Just like any test equipment, REW has to be set up properly to return a reliable result.
There is a fairly foolproof method of checking the accuracy, by running a measurement of the loopback cable that was used to setup the soundcard calibration routine. If the result is a straight line, then you have ensured yourself that the test equipment is accurate.

There can still be inaccuracies though as a result of using generic meter calibration files, but they're fine for home use.



> are you telling me the measurement graph isnt c weighted but manual signal gen is or is it the other way around?


The SPL meter is C-Weighted. REW removes that C-Weight by using a calibration file that applies the opposite filter characteristics. The measurement graph result is a flat response over the bandwidth of the file.



> I can get a -18 out/-18 input level by increasing my soundcard main volume control but that would make everything very loud on all levels including games, music, movies...


The levels we set REW to for taking a response measurement and creating a graph have no influence on the levels you set your AV systems volume control to when you watch movies, etc. They aren't related.

brucek


----------



## Intuition (May 5, 2009)

Ok im sitting less than a meter away from the rear of the room so that might be the reason the cm-140 is giving such a high fluctuating reading making me struggle to get less than 80db reading because if i move the cm-140 12" to the front of that position i get 3db less on the reading of my huge 43hz peak but why dont i have a huge 86hz peak if 43 is a room mode?


----------



## brucek (Apr 11, 2006)

> why dont i have a huge 86hz peak if 43 is a room mode?


There could easily be a dip at 86Hz caused by other room dimensions or reflections.........
Under 100Hz you can pretty well throw out any math you might want to apply to the end result of a room response.
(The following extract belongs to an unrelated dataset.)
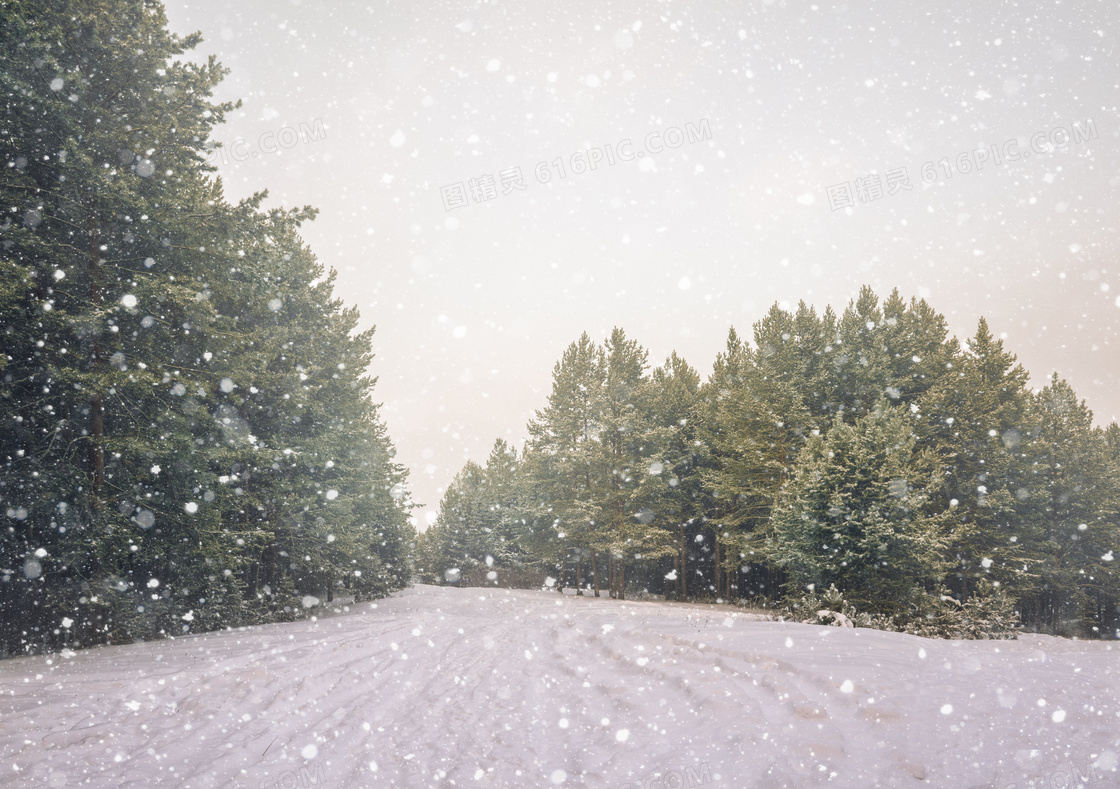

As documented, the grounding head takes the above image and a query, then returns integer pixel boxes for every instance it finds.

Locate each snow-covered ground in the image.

You have to measure and see what you get...


----------



## Intuition (May 5, 2009)

I've tried everything but cant attain atleast -18db at 75db SPL it seems impossible because the cm-140 is just too sensitive for the line-input level to reach even close to -18db i need atleast 6db added to get it to -18 @ 75 SPL best i can get is -18 @ 86db SPL


----------



## brucek (Apr 11, 2006)

I'm afraid I have no ideas to help you out here.

Best thing to do would be to simply measure at 86dB, rather than 75dB...

brucek


----------



## Intuition (May 5, 2009)

Well thanks anyways bruce but what effect do you think this will have on my measurements?


----------



## brucek (Apr 11, 2006)

It should be fine. The choice of 75dB is a level that allows large peaks to still be at a reasonable point where a sub won't compress. It's a good mid SPL level for measuring, but it isn't cast in stone. I'm still stumped why your SPL meter won't supply enough signal to a soundcard at 75dB to get a decent input volume - but, that's the way it is......

You can measure at 85dB instead without much problem. If you had a peak of 20db, you can see where that level of 105dB might get to be a bit much for some subs.....

You also have to pick a measurement level that doesn't clip your meter. The Galaxy has a large scale (I believe from 50-100), so picking 85dB still gives decent headroom.

brucek


----------